Well, an Irishman, with his elbow through his coat, and his shirt, if
he has one, playing diggy-diggy-doubt from his trowsers, flourishes
his shillalah over his head, and brags of the "Imirald Isle," and the
most splindid pisantry in the world; a Scotchman boasts, that next to
the devil and the royal owner of Etna, he is the richest proprietor of
sulphur that ever was heard of; while a Frenchman, whose vanity
exceeds both, has the modesty to call the English a nation of
shopkeepers, the Yankees, canaille, and all the rest of the world
beasts.
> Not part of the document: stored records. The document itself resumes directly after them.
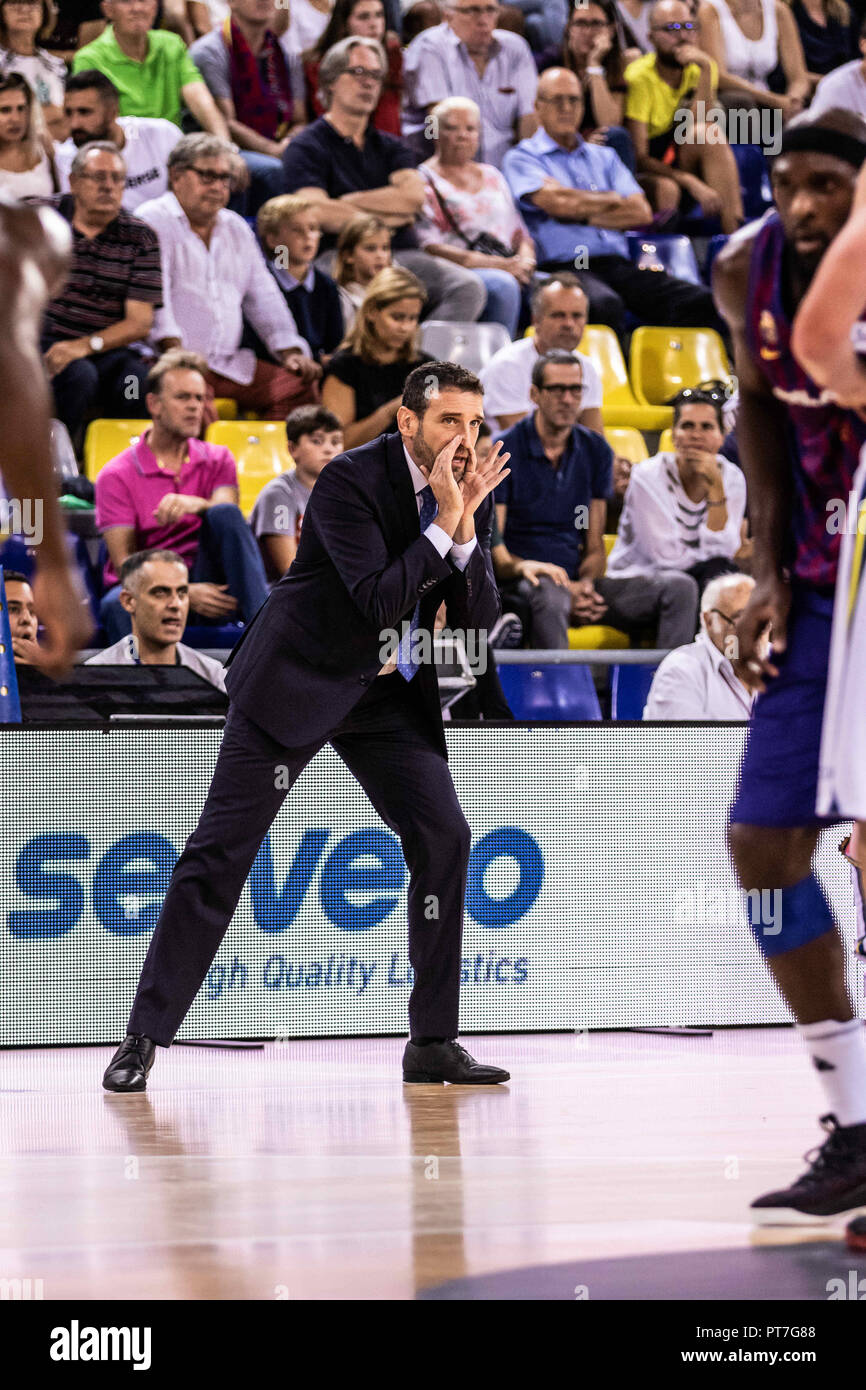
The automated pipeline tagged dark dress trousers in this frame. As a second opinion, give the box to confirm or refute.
[129,434,499,1047]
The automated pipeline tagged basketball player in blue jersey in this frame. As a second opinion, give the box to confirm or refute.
[713,110,866,1222]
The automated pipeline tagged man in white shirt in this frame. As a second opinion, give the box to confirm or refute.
[644,574,756,719]
[85,550,225,692]
[481,271,602,434]
[54,68,181,213]
[809,18,866,117]
[136,135,321,420]
[607,389,746,588]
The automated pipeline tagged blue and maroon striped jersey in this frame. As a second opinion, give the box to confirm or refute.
[746,213,866,587]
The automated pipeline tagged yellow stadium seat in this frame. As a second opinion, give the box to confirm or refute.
[605,425,649,463]
[580,324,673,430]
[569,623,628,652]
[204,420,293,517]
[85,420,150,482]
[628,328,733,405]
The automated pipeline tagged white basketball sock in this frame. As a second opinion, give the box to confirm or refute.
[796,1019,866,1126]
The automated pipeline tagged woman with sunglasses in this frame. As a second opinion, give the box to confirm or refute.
[696,0,812,121]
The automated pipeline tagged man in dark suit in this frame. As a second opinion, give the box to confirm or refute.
[103,361,509,1091]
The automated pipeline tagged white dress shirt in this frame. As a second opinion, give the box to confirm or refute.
[644,630,755,719]
[136,193,311,385]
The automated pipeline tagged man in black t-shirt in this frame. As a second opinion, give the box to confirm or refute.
[282,38,487,322]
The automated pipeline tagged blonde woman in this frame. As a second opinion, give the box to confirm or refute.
[334,213,392,332]
[0,72,57,197]
[321,265,434,449]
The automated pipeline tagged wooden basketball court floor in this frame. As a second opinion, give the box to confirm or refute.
[0,1027,844,1300]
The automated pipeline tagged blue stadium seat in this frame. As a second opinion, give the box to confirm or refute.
[498,662,602,721]
[626,232,702,285]
[610,664,659,719]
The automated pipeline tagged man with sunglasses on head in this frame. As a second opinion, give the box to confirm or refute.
[626,0,744,232]
[138,135,321,420]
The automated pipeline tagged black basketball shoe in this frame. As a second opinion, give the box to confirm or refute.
[752,1115,866,1226]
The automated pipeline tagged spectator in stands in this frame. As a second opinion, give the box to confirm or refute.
[607,389,746,589]
[403,0,538,168]
[481,271,602,434]
[321,265,434,449]
[304,0,403,135]
[785,0,858,86]
[250,406,343,580]
[505,68,724,336]
[85,548,225,691]
[0,0,67,140]
[3,570,48,669]
[538,0,635,174]
[417,96,535,338]
[256,193,345,361]
[698,0,812,121]
[809,18,866,117]
[334,213,391,334]
[189,0,304,214]
[138,135,321,420]
[42,140,163,449]
[644,574,766,720]
[282,38,487,322]
[96,350,267,642]
[72,0,228,140]
[400,0,442,47]
[496,350,613,649]
[496,352,698,648]
[0,72,57,197]
[626,0,744,234]
[54,68,181,213]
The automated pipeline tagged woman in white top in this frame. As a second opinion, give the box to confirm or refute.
[698,0,812,120]
[0,72,57,197]
[0,0,67,140]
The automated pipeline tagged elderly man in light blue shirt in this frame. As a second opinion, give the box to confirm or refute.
[502,68,727,336]
[403,0,538,168]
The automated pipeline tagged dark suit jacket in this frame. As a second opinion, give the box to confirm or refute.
[225,434,500,756]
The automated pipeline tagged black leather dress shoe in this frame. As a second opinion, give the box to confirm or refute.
[403,1038,510,1086]
[103,1033,156,1091]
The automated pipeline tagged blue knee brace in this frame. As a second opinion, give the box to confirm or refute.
[744,873,835,959]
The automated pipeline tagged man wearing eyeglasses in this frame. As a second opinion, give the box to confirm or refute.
[138,135,321,420]
[42,140,163,448]
[626,0,744,232]
[282,36,487,322]
[503,68,726,336]
[403,0,538,168]
[644,574,767,720]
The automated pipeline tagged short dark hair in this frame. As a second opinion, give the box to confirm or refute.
[532,348,582,391]
[669,386,724,434]
[67,68,121,106]
[117,550,189,589]
[530,270,589,318]
[403,361,484,417]
[286,406,343,443]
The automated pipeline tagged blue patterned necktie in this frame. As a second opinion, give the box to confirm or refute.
[398,484,439,681]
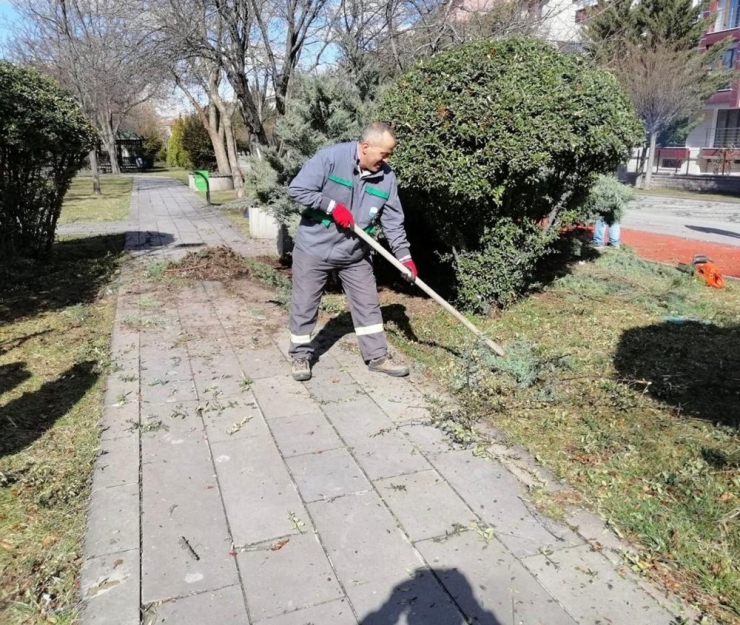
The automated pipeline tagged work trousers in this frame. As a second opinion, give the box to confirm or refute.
[289,249,388,361]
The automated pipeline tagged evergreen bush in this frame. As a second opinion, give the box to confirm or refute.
[0,61,97,261]
[379,37,644,311]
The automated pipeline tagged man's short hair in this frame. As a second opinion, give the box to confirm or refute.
[360,122,396,143]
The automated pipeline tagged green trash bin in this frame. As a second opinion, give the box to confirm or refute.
[195,169,208,193]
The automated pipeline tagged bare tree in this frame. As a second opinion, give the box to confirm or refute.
[610,42,737,188]
[11,0,162,185]
[158,0,327,144]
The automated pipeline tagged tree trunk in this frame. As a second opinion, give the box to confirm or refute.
[98,115,121,174]
[643,132,658,189]
[90,148,100,195]
[226,70,270,145]
[208,102,231,176]
[221,106,244,198]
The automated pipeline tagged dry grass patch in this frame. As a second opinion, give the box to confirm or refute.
[0,236,124,625]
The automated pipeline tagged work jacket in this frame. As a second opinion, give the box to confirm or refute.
[288,141,410,265]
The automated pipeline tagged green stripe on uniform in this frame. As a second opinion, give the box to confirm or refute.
[329,174,354,189]
[366,186,390,200]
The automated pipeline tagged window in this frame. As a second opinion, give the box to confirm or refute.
[714,0,740,32]
[714,109,740,148]
[722,46,737,69]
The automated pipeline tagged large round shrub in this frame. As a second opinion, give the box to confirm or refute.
[379,38,644,309]
[0,61,96,260]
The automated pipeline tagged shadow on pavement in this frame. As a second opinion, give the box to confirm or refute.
[126,230,175,252]
[684,224,740,239]
[0,361,100,458]
[614,320,740,428]
[360,568,501,625]
[0,362,31,397]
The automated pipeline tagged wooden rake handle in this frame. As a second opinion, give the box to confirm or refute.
[352,224,506,357]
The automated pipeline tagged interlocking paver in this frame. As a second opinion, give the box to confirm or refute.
[142,436,239,603]
[93,431,139,490]
[352,430,431,480]
[347,569,462,625]
[523,545,675,625]
[85,484,140,558]
[270,412,343,458]
[80,548,141,625]
[416,530,575,625]
[258,599,357,625]
[375,470,476,542]
[79,178,686,625]
[234,347,290,380]
[429,450,583,556]
[287,449,372,501]
[308,491,423,588]
[237,532,344,621]
[145,585,249,625]
[252,374,319,419]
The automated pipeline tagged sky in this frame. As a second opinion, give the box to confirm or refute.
[0,0,18,47]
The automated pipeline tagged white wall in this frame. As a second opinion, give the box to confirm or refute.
[686,107,719,148]
[542,0,582,43]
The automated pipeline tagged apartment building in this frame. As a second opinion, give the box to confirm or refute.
[656,0,740,174]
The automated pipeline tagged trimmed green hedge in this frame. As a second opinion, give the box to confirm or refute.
[379,38,644,309]
[0,61,97,260]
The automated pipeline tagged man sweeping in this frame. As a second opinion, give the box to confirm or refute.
[288,122,417,381]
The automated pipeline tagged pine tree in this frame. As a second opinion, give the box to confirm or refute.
[585,0,737,186]
[585,0,713,62]
[167,118,190,167]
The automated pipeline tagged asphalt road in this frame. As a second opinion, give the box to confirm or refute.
[621,195,740,247]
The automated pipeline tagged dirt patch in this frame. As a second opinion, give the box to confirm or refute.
[164,246,249,282]
[622,229,740,278]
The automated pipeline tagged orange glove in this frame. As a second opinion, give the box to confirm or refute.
[401,258,419,282]
[331,204,355,228]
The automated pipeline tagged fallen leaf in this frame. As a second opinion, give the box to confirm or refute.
[270,538,290,551]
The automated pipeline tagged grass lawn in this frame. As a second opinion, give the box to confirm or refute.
[247,249,740,623]
[59,175,133,223]
[384,250,740,623]
[0,235,124,625]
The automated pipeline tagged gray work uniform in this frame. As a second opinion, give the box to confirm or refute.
[288,141,411,361]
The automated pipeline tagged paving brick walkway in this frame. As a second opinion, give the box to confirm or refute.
[81,177,692,625]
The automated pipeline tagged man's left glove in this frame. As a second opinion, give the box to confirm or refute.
[401,258,419,282]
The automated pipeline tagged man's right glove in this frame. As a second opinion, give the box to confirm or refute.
[330,204,355,228]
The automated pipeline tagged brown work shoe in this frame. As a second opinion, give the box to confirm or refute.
[290,358,311,382]
[367,356,409,378]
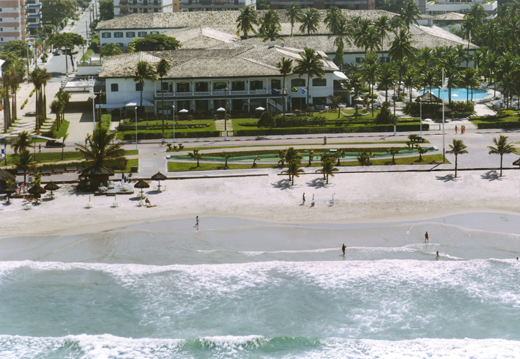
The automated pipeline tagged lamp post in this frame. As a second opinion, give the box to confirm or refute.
[392,94,397,136]
[172,105,175,144]
[419,97,422,137]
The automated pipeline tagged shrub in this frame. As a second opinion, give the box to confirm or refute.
[374,102,395,125]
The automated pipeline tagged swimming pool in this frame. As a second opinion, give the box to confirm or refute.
[420,87,487,101]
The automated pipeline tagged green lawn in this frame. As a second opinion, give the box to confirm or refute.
[168,154,450,172]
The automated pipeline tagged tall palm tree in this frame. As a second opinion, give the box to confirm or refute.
[258,10,282,35]
[446,139,468,177]
[488,135,515,177]
[237,6,258,39]
[401,1,421,29]
[280,161,303,185]
[294,47,325,108]
[389,29,415,96]
[76,127,125,168]
[11,131,33,154]
[316,160,338,184]
[155,59,172,135]
[13,150,36,184]
[276,57,293,121]
[134,61,157,114]
[374,15,392,59]
[361,52,379,116]
[285,3,303,36]
[300,7,320,35]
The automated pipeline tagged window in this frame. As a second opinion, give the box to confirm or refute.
[231,81,246,91]
[249,81,264,90]
[291,79,305,87]
[195,82,209,92]
[177,82,190,92]
[213,81,227,90]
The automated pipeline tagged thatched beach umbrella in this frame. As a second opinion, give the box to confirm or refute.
[152,172,168,191]
[28,184,47,198]
[43,182,60,196]
[134,179,150,196]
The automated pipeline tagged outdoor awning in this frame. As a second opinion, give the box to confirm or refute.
[125,98,153,107]
[334,71,348,80]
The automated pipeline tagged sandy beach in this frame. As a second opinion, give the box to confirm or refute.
[0,171,520,237]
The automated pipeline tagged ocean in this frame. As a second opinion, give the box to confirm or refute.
[0,214,520,359]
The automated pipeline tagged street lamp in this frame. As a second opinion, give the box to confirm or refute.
[172,105,175,144]
[419,97,422,137]
[392,94,397,136]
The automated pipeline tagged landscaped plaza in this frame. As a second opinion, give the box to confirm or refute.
[4,0,520,359]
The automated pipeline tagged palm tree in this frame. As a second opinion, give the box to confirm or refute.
[285,147,302,163]
[378,63,395,102]
[13,150,36,184]
[294,47,325,108]
[386,147,401,165]
[300,7,320,35]
[61,133,69,161]
[488,135,515,177]
[100,42,123,57]
[134,61,157,114]
[285,3,302,36]
[76,127,125,168]
[389,29,415,96]
[446,139,468,177]
[220,152,233,168]
[237,6,258,39]
[258,10,282,36]
[401,1,421,29]
[11,131,33,154]
[374,15,392,62]
[188,150,205,167]
[316,160,338,184]
[278,150,287,168]
[155,59,172,136]
[280,161,303,185]
[361,52,379,116]
[276,57,293,121]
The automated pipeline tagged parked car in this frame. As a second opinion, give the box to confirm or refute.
[45,140,65,147]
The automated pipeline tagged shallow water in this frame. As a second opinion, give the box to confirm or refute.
[0,214,520,358]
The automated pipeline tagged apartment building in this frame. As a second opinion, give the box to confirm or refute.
[0,0,26,46]
[114,0,180,18]
[181,0,256,12]
[270,0,376,10]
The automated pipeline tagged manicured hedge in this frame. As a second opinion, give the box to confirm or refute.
[234,124,429,136]
[123,131,220,140]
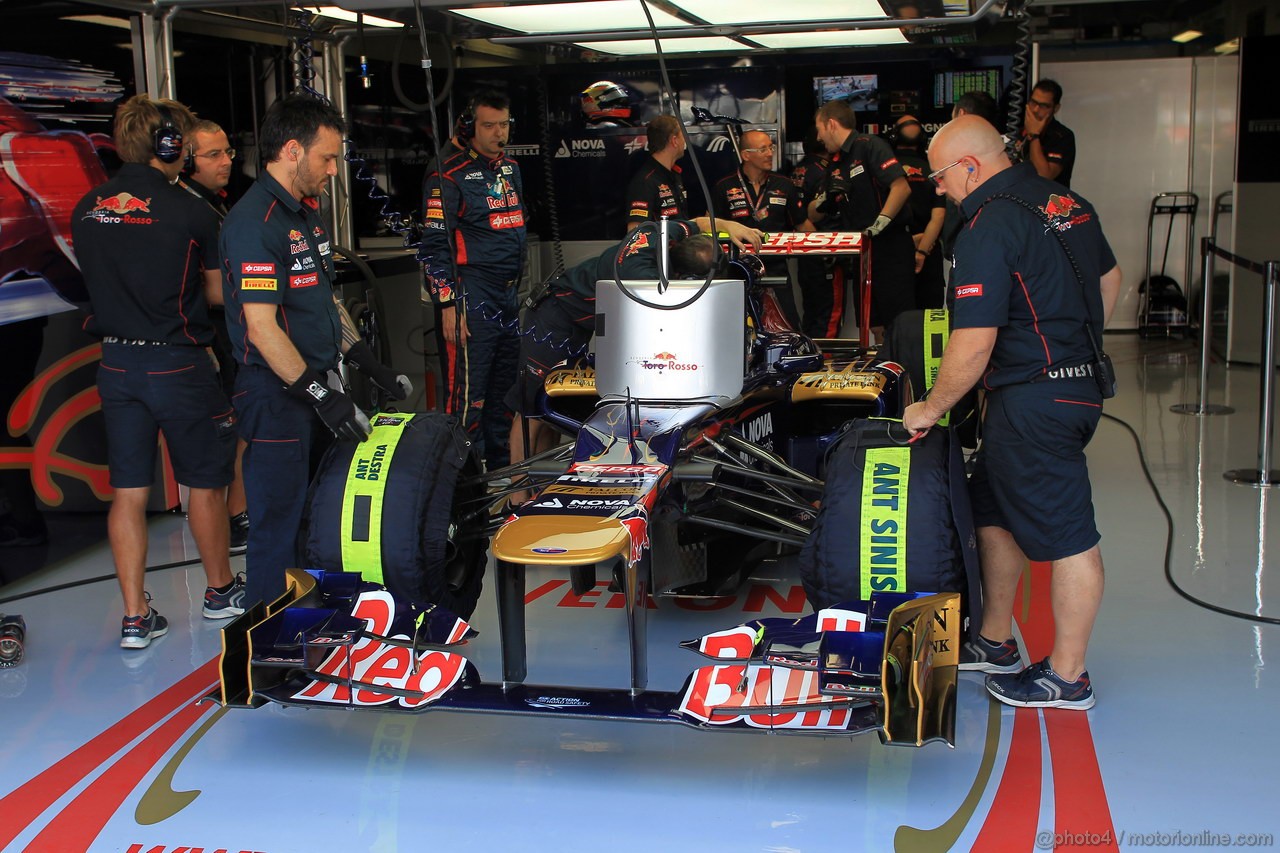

Even John Chinaman swaggers about with his three tails, and
calls foreigners "Barbarians." If we go a-head and speak out, do you
do so, too. You have a right to do so. Hold the mirror to them, and
your countrymen, too. It won't lie, that's a fact. They require it, I
assure you. The way the just expectations of provincials have been
disappointed, the loyal portion depressed, the turbulent petted, and
the manner the feelings of all disregarded, the contempt that has
accompanied concessions, the neglect that has followed devotion and
self-sacrifice, and the extraordinary manner the just claims of the
meritorious postponed to parliamentary support, has worked a change in
the feelings of the people that the Downing Street officials cannot
understand, or surely they would pursue a different course.